David Lamb
Well-Known Member
Servent said:Mostly because this country was founded on the principles of God.
Point taken. I suppose your country had a more definite starting-point than mine. Even so, we don't have to look very far back in our history to find a time when God and His Word played a much more vital role in the life of the nation than it does now.
Servent said:Most Christians will not even read a Sunday school lesson much less read the bible daily.

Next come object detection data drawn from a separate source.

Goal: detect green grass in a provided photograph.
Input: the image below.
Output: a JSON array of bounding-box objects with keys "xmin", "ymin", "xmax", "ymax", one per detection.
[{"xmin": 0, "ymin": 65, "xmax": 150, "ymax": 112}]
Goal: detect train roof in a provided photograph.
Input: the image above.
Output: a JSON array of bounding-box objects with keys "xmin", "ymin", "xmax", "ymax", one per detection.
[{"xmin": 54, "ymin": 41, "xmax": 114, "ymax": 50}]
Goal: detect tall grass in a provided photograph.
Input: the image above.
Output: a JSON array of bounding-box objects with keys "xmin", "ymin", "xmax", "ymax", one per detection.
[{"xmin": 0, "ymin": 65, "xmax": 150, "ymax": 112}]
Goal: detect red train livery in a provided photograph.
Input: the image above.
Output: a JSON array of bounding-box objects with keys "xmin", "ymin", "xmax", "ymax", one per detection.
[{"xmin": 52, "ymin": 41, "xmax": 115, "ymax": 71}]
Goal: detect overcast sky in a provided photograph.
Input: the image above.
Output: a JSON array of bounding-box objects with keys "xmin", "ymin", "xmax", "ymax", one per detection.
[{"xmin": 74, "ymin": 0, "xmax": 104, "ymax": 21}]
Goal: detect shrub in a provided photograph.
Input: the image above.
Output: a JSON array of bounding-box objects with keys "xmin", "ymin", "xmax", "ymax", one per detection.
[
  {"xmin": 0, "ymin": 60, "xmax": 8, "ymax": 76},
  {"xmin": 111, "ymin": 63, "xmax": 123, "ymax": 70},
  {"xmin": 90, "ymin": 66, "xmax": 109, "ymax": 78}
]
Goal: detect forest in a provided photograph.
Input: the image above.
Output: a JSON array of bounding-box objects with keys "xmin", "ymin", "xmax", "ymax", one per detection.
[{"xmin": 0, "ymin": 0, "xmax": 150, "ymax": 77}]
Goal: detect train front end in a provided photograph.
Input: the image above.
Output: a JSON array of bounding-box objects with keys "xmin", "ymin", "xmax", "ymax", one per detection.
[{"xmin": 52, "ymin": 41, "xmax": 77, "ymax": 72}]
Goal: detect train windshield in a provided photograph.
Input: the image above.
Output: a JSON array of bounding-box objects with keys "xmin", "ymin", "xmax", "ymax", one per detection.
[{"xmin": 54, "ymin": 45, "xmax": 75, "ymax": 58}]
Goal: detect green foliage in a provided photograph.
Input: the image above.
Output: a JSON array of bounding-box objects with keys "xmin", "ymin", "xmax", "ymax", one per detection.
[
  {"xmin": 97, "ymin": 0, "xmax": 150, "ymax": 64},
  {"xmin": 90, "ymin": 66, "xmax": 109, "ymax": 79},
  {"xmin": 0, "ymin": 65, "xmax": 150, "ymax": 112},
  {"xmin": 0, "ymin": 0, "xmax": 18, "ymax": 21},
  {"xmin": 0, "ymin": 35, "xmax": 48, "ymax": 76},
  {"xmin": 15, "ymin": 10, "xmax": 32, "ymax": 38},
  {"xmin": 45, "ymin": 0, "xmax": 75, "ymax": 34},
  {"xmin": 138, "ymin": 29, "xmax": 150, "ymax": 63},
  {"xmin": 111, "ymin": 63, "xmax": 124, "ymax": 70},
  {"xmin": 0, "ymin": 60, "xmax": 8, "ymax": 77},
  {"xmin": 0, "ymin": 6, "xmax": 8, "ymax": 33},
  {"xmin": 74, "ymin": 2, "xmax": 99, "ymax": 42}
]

If they are refusing to read the bible (rather than being unable to do so because of physical blindness, illiteracy or what ever), are they really Christians? I don't say that in a judgmental way, but (perhaps because of the way "the world" uses the term Christian) many people are deluded into thinking that you can become a Christian by never doing anyone any harm, or by having parents who were Christians, or by default, because they are not Buddhists or Siekhs or Hindus or ... It is surely because there are people who have such notions that terms like "born again Christian" were coined. After all, God's Word tells us that we must be born again to be a Christian, so the idea of a Christian who has not been born again is unbiblical. In the 2001 UK Census, about 41 million people, out of almost 59 million, said they were Christians. Yet only 3½ million (about 7%) meet to worship God on an average Sunday! There wasn't a question about bible reading in the census, but I would hazard a guess that even less than 3½ million people in the UK read the bible and pray daily. If such people are no more than "nominal Christians", it is sad, but not surprising that they treat the bible with apathy, or take it for granted.